The precise meaning of the words which Henry Smith is alleged to have spoken to Mrs Bamlett in the marshal’s chamber remain a little obscure, but appear to indicate that on some previous occasion – perhaps when the Parliamentarian soldiers had sallied out from Plymouth to plunder Smith’s house? – James Bamlett had been unwise enough to express the opinion that he would live to see the day when the zealously Royalist cleric would be obliged to ‘turn his coat’, or to become a (constrained) Parliamentarian. Now, the vicar of Cornwood appears to have mockingly assured Mrs Bamlett – after he had persuaded Harris to reverse his earlier decision to spare her – he, Smith, would witness her receiving her just deserts – both for her own pro-Parliamentarianism and for her son’s impudence – by being ‘turned off’ at the gallows. Thus James Bamlett’s initial jibe at Smith and the clergyman’s subsequent gloating retort to Bamlett’s mother provide us with excellent illustrations of the way in which martial language began both to infiltrate and to inflect everyday speech during the English Civil Wars.

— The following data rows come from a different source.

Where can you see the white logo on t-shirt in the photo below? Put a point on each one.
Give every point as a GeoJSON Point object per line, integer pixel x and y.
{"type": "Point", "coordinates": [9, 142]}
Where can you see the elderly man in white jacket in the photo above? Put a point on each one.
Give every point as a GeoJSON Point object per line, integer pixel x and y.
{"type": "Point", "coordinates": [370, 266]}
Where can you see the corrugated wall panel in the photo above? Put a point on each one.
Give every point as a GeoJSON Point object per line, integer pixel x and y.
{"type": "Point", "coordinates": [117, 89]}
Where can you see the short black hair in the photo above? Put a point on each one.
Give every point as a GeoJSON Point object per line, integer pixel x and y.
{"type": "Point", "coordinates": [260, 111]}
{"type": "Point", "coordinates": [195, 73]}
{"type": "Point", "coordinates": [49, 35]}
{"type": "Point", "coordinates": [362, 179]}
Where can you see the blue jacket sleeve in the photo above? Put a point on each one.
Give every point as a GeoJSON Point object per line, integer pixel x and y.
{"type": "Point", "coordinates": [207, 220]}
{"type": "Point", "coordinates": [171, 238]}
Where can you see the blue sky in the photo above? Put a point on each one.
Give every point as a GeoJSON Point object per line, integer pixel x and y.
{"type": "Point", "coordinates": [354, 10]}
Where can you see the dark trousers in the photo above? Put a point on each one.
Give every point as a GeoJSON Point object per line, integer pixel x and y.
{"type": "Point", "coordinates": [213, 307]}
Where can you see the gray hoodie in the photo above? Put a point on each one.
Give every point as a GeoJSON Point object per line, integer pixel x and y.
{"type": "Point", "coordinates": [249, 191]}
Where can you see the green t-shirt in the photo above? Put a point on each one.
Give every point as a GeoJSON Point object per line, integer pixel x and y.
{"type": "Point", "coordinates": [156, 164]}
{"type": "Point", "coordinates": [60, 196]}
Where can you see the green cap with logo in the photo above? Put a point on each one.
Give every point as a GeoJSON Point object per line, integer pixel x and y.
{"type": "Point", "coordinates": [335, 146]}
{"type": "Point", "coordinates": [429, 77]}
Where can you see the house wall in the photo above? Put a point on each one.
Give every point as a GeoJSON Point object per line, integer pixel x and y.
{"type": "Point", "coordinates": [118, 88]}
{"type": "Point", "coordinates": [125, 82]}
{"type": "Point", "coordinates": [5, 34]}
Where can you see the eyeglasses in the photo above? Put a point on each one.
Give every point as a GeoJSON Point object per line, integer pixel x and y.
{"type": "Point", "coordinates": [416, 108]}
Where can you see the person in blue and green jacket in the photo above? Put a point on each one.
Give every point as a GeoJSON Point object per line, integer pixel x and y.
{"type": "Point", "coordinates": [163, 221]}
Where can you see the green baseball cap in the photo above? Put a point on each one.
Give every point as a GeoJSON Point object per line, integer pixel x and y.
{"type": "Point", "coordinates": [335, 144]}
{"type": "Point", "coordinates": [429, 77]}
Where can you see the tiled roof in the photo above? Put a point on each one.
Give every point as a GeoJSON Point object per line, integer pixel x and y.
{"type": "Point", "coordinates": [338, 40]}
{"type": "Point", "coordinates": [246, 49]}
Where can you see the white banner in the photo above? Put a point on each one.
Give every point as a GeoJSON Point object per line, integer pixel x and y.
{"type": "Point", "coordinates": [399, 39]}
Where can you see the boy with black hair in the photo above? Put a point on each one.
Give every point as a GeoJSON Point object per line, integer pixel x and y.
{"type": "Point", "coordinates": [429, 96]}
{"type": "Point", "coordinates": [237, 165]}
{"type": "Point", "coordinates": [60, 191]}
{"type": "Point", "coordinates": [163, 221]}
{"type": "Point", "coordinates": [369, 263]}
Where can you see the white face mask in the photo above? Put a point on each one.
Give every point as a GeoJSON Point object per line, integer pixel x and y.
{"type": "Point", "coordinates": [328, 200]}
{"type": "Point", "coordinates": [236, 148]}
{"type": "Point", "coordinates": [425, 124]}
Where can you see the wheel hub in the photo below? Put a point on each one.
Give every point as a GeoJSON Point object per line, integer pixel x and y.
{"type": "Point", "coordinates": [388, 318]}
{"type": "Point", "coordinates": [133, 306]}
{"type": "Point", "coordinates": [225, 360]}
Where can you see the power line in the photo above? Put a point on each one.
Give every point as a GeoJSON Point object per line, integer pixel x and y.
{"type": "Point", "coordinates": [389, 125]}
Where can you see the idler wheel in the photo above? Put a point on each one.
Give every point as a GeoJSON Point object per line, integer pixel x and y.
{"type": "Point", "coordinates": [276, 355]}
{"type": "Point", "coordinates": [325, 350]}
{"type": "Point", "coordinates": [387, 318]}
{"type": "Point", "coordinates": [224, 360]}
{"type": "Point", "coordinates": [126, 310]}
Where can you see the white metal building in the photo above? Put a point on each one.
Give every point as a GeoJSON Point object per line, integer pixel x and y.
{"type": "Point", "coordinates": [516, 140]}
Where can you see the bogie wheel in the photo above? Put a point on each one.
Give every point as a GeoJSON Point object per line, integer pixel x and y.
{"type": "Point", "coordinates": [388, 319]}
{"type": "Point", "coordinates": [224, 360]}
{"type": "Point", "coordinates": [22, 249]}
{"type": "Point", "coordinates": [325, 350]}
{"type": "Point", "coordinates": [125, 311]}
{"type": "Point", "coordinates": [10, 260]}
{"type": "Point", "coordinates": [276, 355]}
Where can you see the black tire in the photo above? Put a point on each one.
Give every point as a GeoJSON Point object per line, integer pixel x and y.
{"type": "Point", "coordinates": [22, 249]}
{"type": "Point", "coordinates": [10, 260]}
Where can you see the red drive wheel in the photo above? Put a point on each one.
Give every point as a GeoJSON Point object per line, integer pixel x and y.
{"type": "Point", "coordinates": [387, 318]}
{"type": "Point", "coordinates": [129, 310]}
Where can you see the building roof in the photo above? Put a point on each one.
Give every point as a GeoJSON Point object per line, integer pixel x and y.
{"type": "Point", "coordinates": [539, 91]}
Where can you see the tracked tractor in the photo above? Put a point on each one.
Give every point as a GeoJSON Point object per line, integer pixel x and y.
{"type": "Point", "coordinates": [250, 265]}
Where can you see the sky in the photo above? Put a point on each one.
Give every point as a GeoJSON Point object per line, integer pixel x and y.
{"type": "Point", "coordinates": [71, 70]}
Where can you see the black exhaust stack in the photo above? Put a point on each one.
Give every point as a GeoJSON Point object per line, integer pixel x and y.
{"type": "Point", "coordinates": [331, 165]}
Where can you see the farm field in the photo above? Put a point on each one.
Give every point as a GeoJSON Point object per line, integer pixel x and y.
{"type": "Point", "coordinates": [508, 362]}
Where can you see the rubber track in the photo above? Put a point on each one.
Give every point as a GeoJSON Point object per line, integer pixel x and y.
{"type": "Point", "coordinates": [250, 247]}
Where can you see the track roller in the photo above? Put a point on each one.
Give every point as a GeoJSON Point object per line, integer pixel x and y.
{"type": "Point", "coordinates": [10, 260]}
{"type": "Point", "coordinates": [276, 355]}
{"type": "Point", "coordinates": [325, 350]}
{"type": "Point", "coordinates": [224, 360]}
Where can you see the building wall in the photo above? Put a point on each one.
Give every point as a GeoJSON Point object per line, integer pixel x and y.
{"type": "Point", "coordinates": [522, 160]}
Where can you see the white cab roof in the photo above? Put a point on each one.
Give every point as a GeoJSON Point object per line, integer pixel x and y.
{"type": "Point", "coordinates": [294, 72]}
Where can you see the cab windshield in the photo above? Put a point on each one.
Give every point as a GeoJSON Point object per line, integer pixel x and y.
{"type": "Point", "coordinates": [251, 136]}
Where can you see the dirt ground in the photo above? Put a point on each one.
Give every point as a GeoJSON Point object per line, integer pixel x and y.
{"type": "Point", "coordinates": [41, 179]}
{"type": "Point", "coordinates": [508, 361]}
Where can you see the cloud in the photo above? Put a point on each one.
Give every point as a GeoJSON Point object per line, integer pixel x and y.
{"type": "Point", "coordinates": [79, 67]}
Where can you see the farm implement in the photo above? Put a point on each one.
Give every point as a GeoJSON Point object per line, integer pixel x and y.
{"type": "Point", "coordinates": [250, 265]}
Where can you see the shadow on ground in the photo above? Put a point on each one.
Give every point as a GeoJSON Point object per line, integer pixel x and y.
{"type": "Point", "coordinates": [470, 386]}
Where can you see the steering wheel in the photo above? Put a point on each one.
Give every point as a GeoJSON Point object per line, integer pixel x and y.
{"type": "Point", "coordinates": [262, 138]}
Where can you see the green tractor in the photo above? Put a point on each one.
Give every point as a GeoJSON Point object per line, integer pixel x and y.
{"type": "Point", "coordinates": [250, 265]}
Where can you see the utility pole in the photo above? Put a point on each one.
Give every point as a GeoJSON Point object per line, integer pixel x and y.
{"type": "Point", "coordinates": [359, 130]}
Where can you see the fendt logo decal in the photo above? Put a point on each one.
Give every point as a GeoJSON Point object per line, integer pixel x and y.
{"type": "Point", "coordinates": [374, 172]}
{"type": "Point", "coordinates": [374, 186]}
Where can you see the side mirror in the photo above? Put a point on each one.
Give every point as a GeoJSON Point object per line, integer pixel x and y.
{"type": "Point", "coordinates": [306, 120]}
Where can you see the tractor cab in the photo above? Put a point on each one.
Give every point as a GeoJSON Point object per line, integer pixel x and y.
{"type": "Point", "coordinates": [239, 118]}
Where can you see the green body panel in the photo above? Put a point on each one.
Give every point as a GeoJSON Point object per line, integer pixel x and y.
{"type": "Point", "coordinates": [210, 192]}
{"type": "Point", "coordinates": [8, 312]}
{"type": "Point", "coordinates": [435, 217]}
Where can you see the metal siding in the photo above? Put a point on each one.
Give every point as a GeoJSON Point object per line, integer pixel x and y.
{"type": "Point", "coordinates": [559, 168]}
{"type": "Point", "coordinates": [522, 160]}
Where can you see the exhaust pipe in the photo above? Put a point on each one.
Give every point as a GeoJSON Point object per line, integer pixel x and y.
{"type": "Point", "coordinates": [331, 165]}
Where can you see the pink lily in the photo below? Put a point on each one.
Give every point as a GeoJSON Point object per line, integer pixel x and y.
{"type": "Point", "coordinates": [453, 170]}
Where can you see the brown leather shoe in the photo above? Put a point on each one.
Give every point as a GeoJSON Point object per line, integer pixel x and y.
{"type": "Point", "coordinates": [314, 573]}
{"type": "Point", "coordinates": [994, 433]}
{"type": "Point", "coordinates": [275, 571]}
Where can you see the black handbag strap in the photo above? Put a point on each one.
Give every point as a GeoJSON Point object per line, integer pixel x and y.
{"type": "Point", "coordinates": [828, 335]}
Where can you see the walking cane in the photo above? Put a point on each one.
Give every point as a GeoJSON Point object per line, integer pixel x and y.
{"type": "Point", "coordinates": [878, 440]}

It is hard to doubt that Bamlett’s mother was indeed executed by the Royalist military authorities at Plympton; her son concluded his petition in 1648 by begging the JPs to take his mother’s case ‘into Consideracion and to have the business duly examined, and further to inflict such punishment on … the said Smith as uppon due proffes touching her death shall appeare’. That Smith is said by Walker to have been imprisoned during the post-war period perhaps indicates that the justices did, indeed, seek to indict him for the heartless zeal with which he had pursued poor Mrs Bamlett to her death – and if the vicar of Cornwood did, indeed, die while immured in the common jail in Exeter, as Walker avers, then James Bamlett may well have regarded this as some small recompense for his mother’s own ‘sufferings’. Whether John Walker would have written quite so glowingly of Henry Smith had James Bamlett’s petition lain open before him as he bent himself to his task is something we will never know – but the document certainly raises the possibility that the clerical Royalism which the Exeter clergyman was later to eulogise with such wholehearted enthusiasm may sometimes have had a considerably darker edge to it than his narrative would tend to suggest.
Andrew Hopper, Turncoats and Renegadoes: Changing Sides during the English Civil War (Oxford, 2012).
Fiona McCall, Baal’s Priests: The Loyalist Clergy and the English Revolution (Farnham, 2013).
Mark Stoyle, Plymouth in the Civil War (Devon Archaeology, 7, Exeter, 1998).